Custei a acreditar. Era uma calça jeans novinha! E não era das mais vagabundas não, tinha marca e tudo. Pode ser que o meu gesto de abri-la tenha sido meio abrupto, é verdade. Mas nada justifica um botão cair assim, tão facilmente. E mesmo admitindo que botões possam eventualmente cair das calças jeans, me parece inaceitável que, ao fazê-lo, tenham como destino a água do vaso sanitário. Poxa vida, eu só queria fazer xixi, já estava de saída do trabalho, e de repente aquilo!
Olhei para o botão no fundo da privada, onde jazia indiferente. É uma coisinha tão insignificante, mas sem ele as minhas calças caem, e sem as minhas calças eu provavelmente sou detido por atentado ao pudor. Lembrei-me do Hélio Leites e o seu Museu do Botão (muitas coisas passam pela nossa cabeça em uma hora dessas). Mas de tudo é preciso extrair uma lição, e a primeira que me ocorreu foi a de que um botão de calça jeans, se submetido a condições aquáticas, afunda, ao invés de flutuar. Munido dessa informação, eu inclusive já me sinto mais preparado caso um dia seja convidado a participar do programa do Celso Portiolli.
Eu ainda podia ver o desgraçado, mas não sentia nenhuma disposição de espírito para mergulhar a mão em busca dele. E isso também não era garantia de coisa alguma, pois o que é que eu ia fazer com um botão solto de calça jeans? Conheço a mim mesmo o suficiente para saber que entre as minhas habilidades não está a de costureira, especialmente a de costureira que precisa improvisar. Mas eu hesitava em puxar a descarga porque, a partir do momento que fizesse isso, não haveria mais jeito e eu fatalmente teria que sair dali com a calça nas mãos. Só que apenas ficar olhando para o botão também não resolveria nada, de modo que, num impulso, dei a descarga. A essa altura o botão já se misturou com uma porção de coisas bastante desagradáveis, o que foi bem merecido.
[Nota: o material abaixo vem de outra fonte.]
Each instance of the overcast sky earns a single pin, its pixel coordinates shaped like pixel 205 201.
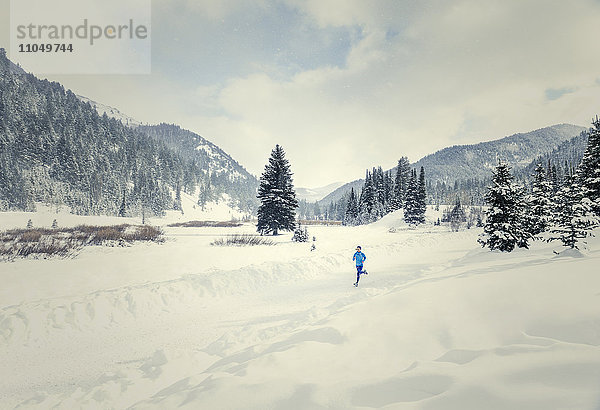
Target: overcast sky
pixel 345 85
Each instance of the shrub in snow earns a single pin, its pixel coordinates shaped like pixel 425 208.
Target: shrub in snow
pixel 43 242
pixel 300 234
pixel 242 240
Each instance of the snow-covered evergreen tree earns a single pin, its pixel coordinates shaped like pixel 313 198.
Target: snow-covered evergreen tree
pixel 588 172
pixel 300 234
pixel 573 215
pixel 411 200
pixel 457 216
pixel 276 193
pixel 351 215
pixel 540 201
pixel 422 196
pixel 400 183
pixel 504 228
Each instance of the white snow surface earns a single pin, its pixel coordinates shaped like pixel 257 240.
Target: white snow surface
pixel 438 323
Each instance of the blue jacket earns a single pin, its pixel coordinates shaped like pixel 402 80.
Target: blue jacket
pixel 359 257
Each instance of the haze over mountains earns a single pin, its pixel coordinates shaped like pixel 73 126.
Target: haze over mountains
pixel 476 161
pixel 57 149
pixel 68 150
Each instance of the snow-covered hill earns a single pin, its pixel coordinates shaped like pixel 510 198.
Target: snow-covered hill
pixel 438 323
pixel 476 161
pixel 316 194
pixel 111 112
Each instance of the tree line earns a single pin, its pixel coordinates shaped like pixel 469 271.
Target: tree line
pixel 565 209
pixel 56 149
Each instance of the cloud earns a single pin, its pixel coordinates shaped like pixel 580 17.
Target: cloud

Abri lentamente a porta do banheiro e me certifiquei de que estava sozinho. Era o final do expediente e todo mundo já havia ido para casa. Apenas eu permanecia ali, segurando as calças depois que aquele bendito botão havia caído no vaso sanitário. Aproveitei que ninguém estava olhando para avaliar melhor a minha situação. Soltei as mãos da calça e percebi que ela não caía, pelo menos enquanto eu estivesse parado. Tirei as minhas chaves e as moedas que tinha no bolso e arrisquei uns passos. A calça descia, mas não chegava a cair totalmente. Conclui que, com algum cuidado e uma boa dose de sorte, era possível ir para casa sem necessidade de expor as minhas coxas brancas à curiosidade alheia.
Apenas eu permanecia ali, segurando as calças depois que aquele bendito botão havia caído no vaso sanitário.
Meu primeiro desafio era o elevador, que provavelmente estaria cheio de gente saindo do trabalho. Não podia deixar que descobrissem que eu estava segurando as calças para não cair. Quando a porta do elevador se abriu, adotei um ar meio blasé e fiz de conta que estava com a mão no bolso. Ninguém esboçou o menor interesse por mim e pude chegar tranquilamente ao térreo. Lá embaixo, me atrapalhei um bocado para passar o cartão, pois estava com as duas mãos ocupadas, uma segurando a minha pasta e a outra evitando o vexame público.
Alcançada a rua, comecei a caminhar até a parada de ônibus. Nessa altura já não havia mão no bolso que resolvesse. Era preciso parar a cada instante para erguer a calça. Tudo muito discretamente, é claro, para que ninguém percebesse o drama, ou, caso percebesse, que achasse bastante natural um sujeito ter que erguer a calça a cada dois passos.
Mas Deus permitiu que eu chegasse à parada relativamente vestido. Tive que viajar em pé dentro do ônibus e até agora não sei exatamente como encontrei mãos suficientes para me apoiar em algum lugar. O fato é que consegui chegar em casa sem que nada de pior me acontecesse. Fui trocar então de calça, e eu vos digo que nem Salomão, em toda a sua glória, se vestiu com mais prazer do que eu.